Since the credit crunch in 2008, banks have been struggling to adapt to their new environment. Low interest rates coupled with meagre yields in the financial markets mean banks can generate fewer profits from the deposits they collect, the loans they dole out, and the market services they provide.
While government schemes such as funding for lending have propped up some of the banks' operations, they have dampened activity in other areas, for example by subduing market volatility with vast quantitative easing programmes.
Even insiders admit that the sector is still going through a rough patch. Tidjane Thiam, who took over as boss of Credit Suisse in 2015, described big European banks as "not really investable" this week.
Many European organisations are giving up on "universal banking" and have rowed back their investment banking activities, although their efforts to reshape themselves have yet to produce any real improvement in returns.
Why are German banks causing such worry?
After several years of fretting about Spanish, Italian and French banks as the Eurozone economy staggered onwards, the financial markets became nervous about the health of the German powerhouse Deutsche Bank and its smaller competitors at the start of this year.
Deutsche posted its first full-year loss since 2008 in January due to a variety of problems including a €5.2 billion ($8b) provision for fines and lawsuits, sending its shares careering lower and pushing its new bonds into a tailspin.
The crash in its €4.6b ($6.5b) tranche of contingent-convertible bonds, known as cocos, was particularly alarming because they are designed to wipe out investors in a crisis, therefore avoiding a state bailout - but so far no bank has put this safety valve to the test.
Deutsche Bank has not even come close to converting its bonds yet, but the firm has come back into sharp focus because of a US$14b fine proposed by the US Department of Justice last week for mis-selling mortgage-backed securities in the heady days before the financial crisis.
Shares in Deutsche have lost more than half their value so far this year. The IMF hasn't helped matters, saying in June that the bank is the greatest contributor to systemic risk in the world's biggest lenders.
Commerzbank is also preying on investors' minds, after reporting another round of job cuts that will see one in five positions axed.

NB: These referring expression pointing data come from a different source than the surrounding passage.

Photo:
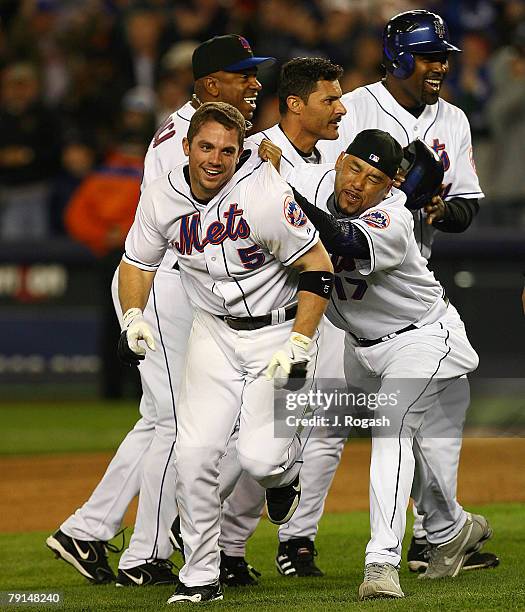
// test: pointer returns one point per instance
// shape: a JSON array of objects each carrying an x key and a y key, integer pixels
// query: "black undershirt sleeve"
[
  {"x": 459, "y": 214},
  {"x": 339, "y": 236}
]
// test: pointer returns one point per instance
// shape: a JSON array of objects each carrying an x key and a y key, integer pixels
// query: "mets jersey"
[
  {"x": 235, "y": 251},
  {"x": 164, "y": 153},
  {"x": 443, "y": 126},
  {"x": 394, "y": 288}
]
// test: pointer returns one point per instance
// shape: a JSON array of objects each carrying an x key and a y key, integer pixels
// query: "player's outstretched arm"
[
  {"x": 134, "y": 287},
  {"x": 270, "y": 152},
  {"x": 316, "y": 280}
]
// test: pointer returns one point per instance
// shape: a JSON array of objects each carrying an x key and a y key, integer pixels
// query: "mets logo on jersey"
[
  {"x": 377, "y": 218},
  {"x": 294, "y": 213}
]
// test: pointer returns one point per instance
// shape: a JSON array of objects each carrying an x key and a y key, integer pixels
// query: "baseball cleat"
[
  {"x": 381, "y": 580},
  {"x": 202, "y": 594},
  {"x": 175, "y": 536},
  {"x": 89, "y": 557},
  {"x": 295, "y": 557},
  {"x": 418, "y": 554},
  {"x": 281, "y": 502},
  {"x": 155, "y": 573},
  {"x": 235, "y": 571},
  {"x": 448, "y": 558}
]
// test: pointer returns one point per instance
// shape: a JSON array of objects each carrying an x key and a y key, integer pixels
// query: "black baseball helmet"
[
  {"x": 413, "y": 32},
  {"x": 423, "y": 174}
]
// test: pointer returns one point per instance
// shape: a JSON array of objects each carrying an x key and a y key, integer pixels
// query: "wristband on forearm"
[{"x": 129, "y": 316}]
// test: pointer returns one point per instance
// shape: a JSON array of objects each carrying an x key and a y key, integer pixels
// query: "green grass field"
[{"x": 28, "y": 565}]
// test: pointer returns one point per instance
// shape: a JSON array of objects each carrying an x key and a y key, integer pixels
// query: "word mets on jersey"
[{"x": 231, "y": 249}]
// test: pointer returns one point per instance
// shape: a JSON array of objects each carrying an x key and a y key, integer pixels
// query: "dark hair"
[
  {"x": 299, "y": 78},
  {"x": 221, "y": 112}
]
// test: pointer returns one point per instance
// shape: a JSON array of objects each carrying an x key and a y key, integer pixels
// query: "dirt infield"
[{"x": 39, "y": 492}]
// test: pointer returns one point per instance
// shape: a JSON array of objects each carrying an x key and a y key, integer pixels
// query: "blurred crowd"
[{"x": 83, "y": 84}]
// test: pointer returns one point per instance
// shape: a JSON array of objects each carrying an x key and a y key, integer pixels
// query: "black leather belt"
[
  {"x": 252, "y": 323},
  {"x": 365, "y": 342}
]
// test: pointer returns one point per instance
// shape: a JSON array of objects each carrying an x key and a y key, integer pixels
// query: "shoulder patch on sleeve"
[
  {"x": 377, "y": 218},
  {"x": 293, "y": 213}
]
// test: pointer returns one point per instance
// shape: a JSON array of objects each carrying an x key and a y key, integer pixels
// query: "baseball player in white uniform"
[
  {"x": 240, "y": 241},
  {"x": 224, "y": 69},
  {"x": 407, "y": 105},
  {"x": 402, "y": 333},
  {"x": 310, "y": 110}
]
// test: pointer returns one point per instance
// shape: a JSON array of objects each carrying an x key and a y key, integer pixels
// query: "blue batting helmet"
[{"x": 413, "y": 32}]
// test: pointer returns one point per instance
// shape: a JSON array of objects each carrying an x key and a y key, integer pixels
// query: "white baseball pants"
[{"x": 224, "y": 384}]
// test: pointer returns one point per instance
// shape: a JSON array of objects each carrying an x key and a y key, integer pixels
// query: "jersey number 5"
[
  {"x": 359, "y": 291},
  {"x": 251, "y": 257}
]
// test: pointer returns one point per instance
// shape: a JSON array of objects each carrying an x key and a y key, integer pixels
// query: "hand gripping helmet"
[
  {"x": 413, "y": 32},
  {"x": 423, "y": 174}
]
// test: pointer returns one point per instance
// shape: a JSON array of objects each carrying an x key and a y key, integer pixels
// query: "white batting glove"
[
  {"x": 290, "y": 363},
  {"x": 137, "y": 329}
]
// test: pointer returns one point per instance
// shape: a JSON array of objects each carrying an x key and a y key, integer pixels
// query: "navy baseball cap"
[
  {"x": 378, "y": 149},
  {"x": 230, "y": 53}
]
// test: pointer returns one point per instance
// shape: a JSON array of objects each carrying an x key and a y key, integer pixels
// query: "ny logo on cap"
[
  {"x": 245, "y": 43},
  {"x": 439, "y": 26}
]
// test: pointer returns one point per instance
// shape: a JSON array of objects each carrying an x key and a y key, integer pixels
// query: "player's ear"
[
  {"x": 339, "y": 161},
  {"x": 295, "y": 104},
  {"x": 212, "y": 86}
]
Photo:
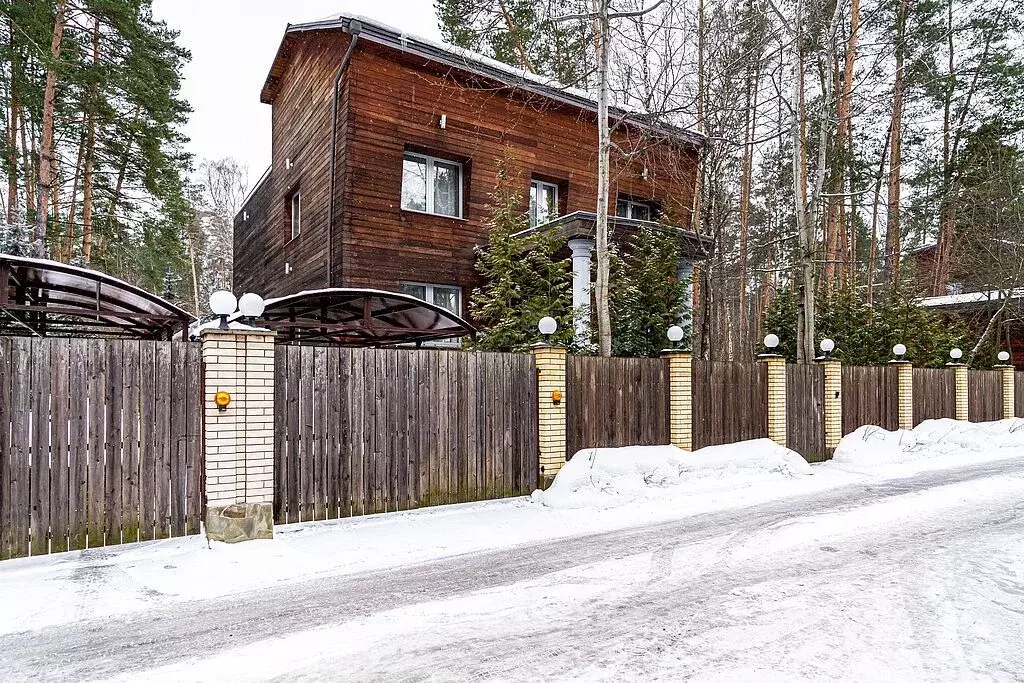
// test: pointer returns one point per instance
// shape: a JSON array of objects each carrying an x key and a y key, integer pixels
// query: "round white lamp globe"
[
  {"x": 223, "y": 302},
  {"x": 547, "y": 326},
  {"x": 251, "y": 305}
]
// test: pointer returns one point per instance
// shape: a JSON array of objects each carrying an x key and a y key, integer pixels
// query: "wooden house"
[{"x": 385, "y": 151}]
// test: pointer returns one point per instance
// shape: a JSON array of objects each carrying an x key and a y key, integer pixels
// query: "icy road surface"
[{"x": 916, "y": 579}]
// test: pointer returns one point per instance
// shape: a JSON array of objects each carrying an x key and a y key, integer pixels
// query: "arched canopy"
[
  {"x": 359, "y": 317},
  {"x": 53, "y": 299}
]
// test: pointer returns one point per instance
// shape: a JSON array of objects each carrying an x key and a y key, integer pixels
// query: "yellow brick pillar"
[
  {"x": 776, "y": 396},
  {"x": 1009, "y": 391},
  {"x": 833, "y": 402},
  {"x": 962, "y": 382},
  {"x": 550, "y": 361},
  {"x": 904, "y": 393},
  {"x": 239, "y": 436},
  {"x": 680, "y": 397}
]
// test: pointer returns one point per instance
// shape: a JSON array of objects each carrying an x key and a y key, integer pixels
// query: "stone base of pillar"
[{"x": 240, "y": 521}]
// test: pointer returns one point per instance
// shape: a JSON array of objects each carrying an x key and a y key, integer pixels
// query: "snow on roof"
[
  {"x": 461, "y": 57},
  {"x": 970, "y": 297}
]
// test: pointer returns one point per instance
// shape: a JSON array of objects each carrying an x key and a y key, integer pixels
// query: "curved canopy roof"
[
  {"x": 359, "y": 317},
  {"x": 53, "y": 299}
]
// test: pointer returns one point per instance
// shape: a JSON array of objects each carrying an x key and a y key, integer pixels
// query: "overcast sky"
[{"x": 232, "y": 43}]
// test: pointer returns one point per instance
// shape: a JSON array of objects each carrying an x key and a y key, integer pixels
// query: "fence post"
[
  {"x": 680, "y": 397},
  {"x": 963, "y": 400},
  {"x": 904, "y": 393},
  {"x": 239, "y": 436},
  {"x": 776, "y": 396},
  {"x": 1009, "y": 391},
  {"x": 550, "y": 360},
  {"x": 833, "y": 402}
]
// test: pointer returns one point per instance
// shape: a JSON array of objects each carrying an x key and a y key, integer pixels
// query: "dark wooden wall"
[
  {"x": 615, "y": 401},
  {"x": 372, "y": 430},
  {"x": 934, "y": 394},
  {"x": 392, "y": 101},
  {"x": 730, "y": 401},
  {"x": 100, "y": 442}
]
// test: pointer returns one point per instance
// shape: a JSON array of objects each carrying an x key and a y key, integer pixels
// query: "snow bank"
[
  {"x": 944, "y": 440},
  {"x": 608, "y": 477}
]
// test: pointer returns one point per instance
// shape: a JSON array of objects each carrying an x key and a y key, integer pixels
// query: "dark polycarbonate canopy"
[
  {"x": 359, "y": 317},
  {"x": 53, "y": 299}
]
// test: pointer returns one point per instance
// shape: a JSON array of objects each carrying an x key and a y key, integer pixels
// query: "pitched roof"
[{"x": 463, "y": 59}]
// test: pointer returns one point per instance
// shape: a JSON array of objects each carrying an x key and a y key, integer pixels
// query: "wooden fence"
[
  {"x": 100, "y": 442},
  {"x": 615, "y": 401},
  {"x": 934, "y": 394},
  {"x": 869, "y": 397},
  {"x": 805, "y": 387},
  {"x": 729, "y": 401},
  {"x": 373, "y": 430},
  {"x": 984, "y": 395}
]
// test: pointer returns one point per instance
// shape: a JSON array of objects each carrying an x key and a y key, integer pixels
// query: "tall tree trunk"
[
  {"x": 46, "y": 143},
  {"x": 893, "y": 239},
  {"x": 90, "y": 155},
  {"x": 601, "y": 39}
]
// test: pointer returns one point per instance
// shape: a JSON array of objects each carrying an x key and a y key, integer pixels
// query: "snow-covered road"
[{"x": 913, "y": 579}]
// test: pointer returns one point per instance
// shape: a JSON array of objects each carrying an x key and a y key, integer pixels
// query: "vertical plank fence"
[
  {"x": 729, "y": 401},
  {"x": 100, "y": 442},
  {"x": 984, "y": 395},
  {"x": 372, "y": 430},
  {"x": 805, "y": 389},
  {"x": 869, "y": 397},
  {"x": 934, "y": 394},
  {"x": 615, "y": 401}
]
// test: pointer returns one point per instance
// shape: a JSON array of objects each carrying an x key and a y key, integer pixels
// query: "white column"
[
  {"x": 582, "y": 250},
  {"x": 685, "y": 269}
]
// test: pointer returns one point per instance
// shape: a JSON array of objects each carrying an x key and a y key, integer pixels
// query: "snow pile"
[
  {"x": 608, "y": 477},
  {"x": 870, "y": 446}
]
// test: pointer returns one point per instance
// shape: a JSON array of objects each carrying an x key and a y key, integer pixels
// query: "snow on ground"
[{"x": 599, "y": 491}]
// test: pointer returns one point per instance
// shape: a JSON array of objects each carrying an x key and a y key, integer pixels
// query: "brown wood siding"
[
  {"x": 301, "y": 135},
  {"x": 392, "y": 101}
]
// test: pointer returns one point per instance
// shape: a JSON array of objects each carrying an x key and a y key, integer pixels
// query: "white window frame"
[
  {"x": 536, "y": 187},
  {"x": 295, "y": 212},
  {"x": 631, "y": 205},
  {"x": 428, "y": 296},
  {"x": 430, "y": 161}
]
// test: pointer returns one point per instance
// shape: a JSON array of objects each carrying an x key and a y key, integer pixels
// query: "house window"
[
  {"x": 431, "y": 185},
  {"x": 629, "y": 208},
  {"x": 295, "y": 213},
  {"x": 543, "y": 202},
  {"x": 445, "y": 296}
]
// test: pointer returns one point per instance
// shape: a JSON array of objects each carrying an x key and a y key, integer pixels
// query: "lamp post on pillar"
[{"x": 582, "y": 250}]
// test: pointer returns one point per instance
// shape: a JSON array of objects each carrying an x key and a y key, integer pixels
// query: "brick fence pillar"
[
  {"x": 680, "y": 397},
  {"x": 833, "y": 402},
  {"x": 551, "y": 408},
  {"x": 239, "y": 437},
  {"x": 776, "y": 396},
  {"x": 962, "y": 382},
  {"x": 1009, "y": 391},
  {"x": 904, "y": 393}
]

What is Deutsche Bank doing to address its problems?
John Cryan, the Briton who became chief executive last summer, has set out a five-year restructuring plan that will cut about 15,000 of Deutsche's 101,000-strong workforce. The bank's dividend has been suspended for two years, and Cryan expects to close dozens of overseas sites from Argentina to New Zealand. It sold Abbey Life, its old portfolio of British life insurance products, for €1bn earlier this week.
The bank has insisted that its immediate problem, the US$14b fine from the States, can be paid without resorting to a state rescue - and in any case, as Cryan told Bild this week, the bank can probably follow the example of several US banks and negotiate the penalty down to a more manageable figure.
Some analysts, such as Kian Abouhossein at JP Morgan, think even a US$4b settlement "would put questions around [its] capital position".
Will the German government bail out Deutsche Bank?
Not right now. The finance ministry, not wanting to alarm anyone, has fiercely denied that it is preparing any contingency plan if Deutsche cannot cope with the US fine. Cryan has said that capital needs are "currently not an issue".
But it would be absurd to think that the german government has not put any thought into the flagging fortunes of the country's biggest bank. Not least because there are strict rules in place in Europe that prevent state aid in most circumstances, which might need to be circumvented at some point.
What else can the bank do to turn around its fortunes?
Rumours surfaced over the summer of a possible merger between Deutsche and Commerzbank, its next biggest competitor, and more recently the idea of another multibillion-euro rights issue has been floated. Again, these reports have been played down by the bank.
Deutsche also has the option to "switch off" regular coupon payments on its coco bonds, providing a small amount of breathing space. Credit analysts led by Miguel Hernandez at BNP Paribas have said that a fine of more than US$6b could lead to coupon deferrals, according to Bloomberg.
Analysts at Autonomous have also suggested that the bank could save €2.8b by not paying staff bonuses.
Is this another Lehman Brothers?
Steady on, that kind of reckless talk could bring down the bank. Deutsche still has numerous tools at its disposal, painful though they may be, to shore up its capital levels using the financial markets. But they only succeed if investors have enough faith in the future of the organisation to support them.
Since Lehmans went bust in September 2008, international authorities have tried to create new structures that allow banks to fail while leaving the rest of the financial system relatively unharmed.
This is why Deutsche has coco bonds that it can write off in times of trouble, and why any German state rescue would be based on the new strict rules on bailouts, which have already this year prevented a rescue for italy's monte dei pasci.
Hans Michelbach, a conservative politician in Bavaria, said it was "unimaginable" that the government would carry out a 2008-style bailout.
But the fact that people are prepared to put Deutsche in the same sentence as Lehman, even if it's to deny their similarities, has inflamed concerns.